After finally relocating to the city of Ludington with my wife of 30 years, I’ve spent the last year settling into my new home and studio. 

Ludington is very nature-oriented and has a beautiful art center and healthy art community where I feel I fit in nicely. 

My future plans- Live, love, laugh. create, appreciate, and enjoy! 

Can you talk to us a bit about the challenges and lessons you’ve learned along the way? Looking back, would you say it’s been easy or smooth in retrospect?
The difficult part is keeping the momentum of creativity and continued involvement in the art scene while raising a family, working my “real job,” as so many like to put it, and the expense of being an artist. 

When you’re early in your art career and you have the responsibilities of raising children and mortgages and life your art almost always comes last. 

It’s often a one-step forward, two-step back process. 

Alright, so let’s switch gears a bit and talk business.
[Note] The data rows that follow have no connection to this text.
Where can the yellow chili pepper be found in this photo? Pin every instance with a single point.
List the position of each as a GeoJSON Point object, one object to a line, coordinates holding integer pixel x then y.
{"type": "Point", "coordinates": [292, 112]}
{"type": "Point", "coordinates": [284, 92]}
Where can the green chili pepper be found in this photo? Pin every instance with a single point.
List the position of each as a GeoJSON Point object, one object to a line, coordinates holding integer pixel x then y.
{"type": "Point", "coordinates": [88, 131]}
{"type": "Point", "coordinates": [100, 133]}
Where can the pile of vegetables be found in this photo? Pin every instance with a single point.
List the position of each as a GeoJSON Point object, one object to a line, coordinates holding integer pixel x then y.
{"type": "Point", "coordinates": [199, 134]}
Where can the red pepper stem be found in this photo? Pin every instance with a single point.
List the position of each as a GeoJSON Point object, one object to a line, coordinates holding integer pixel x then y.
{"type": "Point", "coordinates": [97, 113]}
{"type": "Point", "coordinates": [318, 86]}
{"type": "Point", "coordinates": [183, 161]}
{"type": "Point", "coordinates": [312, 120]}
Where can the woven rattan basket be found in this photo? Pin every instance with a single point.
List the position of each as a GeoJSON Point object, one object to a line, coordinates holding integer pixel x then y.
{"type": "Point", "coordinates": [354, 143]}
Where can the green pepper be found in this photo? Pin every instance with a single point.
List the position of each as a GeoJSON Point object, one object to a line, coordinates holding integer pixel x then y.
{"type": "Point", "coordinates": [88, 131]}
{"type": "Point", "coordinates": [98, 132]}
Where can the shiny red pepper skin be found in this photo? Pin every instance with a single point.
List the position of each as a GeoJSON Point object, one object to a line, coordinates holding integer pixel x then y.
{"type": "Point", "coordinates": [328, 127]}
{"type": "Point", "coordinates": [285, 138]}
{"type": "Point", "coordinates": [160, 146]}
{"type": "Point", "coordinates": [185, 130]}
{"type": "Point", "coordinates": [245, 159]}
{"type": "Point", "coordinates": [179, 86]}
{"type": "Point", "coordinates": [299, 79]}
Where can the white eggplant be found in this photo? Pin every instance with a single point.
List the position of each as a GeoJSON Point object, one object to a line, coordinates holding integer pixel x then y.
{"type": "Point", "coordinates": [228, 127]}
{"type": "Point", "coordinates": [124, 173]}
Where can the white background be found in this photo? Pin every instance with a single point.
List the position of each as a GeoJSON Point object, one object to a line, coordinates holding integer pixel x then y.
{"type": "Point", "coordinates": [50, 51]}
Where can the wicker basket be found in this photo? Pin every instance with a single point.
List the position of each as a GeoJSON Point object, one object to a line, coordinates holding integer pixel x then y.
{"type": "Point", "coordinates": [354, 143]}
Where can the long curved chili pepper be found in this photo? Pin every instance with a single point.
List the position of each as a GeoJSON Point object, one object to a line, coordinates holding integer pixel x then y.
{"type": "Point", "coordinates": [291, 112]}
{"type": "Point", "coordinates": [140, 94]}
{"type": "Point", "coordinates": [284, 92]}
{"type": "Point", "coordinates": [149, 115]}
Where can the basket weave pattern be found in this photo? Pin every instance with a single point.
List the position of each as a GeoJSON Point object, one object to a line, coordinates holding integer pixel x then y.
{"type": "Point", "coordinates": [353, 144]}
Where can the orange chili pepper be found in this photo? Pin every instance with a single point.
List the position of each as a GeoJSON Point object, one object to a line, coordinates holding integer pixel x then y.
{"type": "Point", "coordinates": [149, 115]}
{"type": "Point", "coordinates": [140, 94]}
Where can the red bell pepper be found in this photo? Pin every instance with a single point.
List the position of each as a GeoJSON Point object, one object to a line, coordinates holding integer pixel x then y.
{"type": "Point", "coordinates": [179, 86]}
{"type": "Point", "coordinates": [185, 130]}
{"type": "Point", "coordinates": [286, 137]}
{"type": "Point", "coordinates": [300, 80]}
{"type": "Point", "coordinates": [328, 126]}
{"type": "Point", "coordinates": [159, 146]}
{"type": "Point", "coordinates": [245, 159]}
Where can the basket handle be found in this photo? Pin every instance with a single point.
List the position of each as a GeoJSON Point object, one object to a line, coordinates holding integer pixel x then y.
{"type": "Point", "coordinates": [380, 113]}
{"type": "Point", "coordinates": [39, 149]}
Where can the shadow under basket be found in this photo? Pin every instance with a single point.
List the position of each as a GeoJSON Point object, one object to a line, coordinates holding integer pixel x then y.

What should we know about your work?
I’ve called myself a Nature Artist. Most nature/wildlife Michigan artists create northern subjects. I, on the other hand, have for many years focused on brightly colored subject such as tropical nature. Certainly, unique for a North Eastern artist, but that’s where my interests were for many years as an oil painter. 

What was surprising to me was that I was fortunate to receive a good amount of attention for it, and my work has been used to promote many events and shows. 

My newer works have incorporated many more elements outside of tropical nature, and I’m enjoying a broader selection of subjects and environments. 

What’s next?
I did make an earlier comment on my plans for the future however, I don’t foresee any other big changes as far as the direction my work takes or my location. 

I think one of the exciting things is that we don’t always know.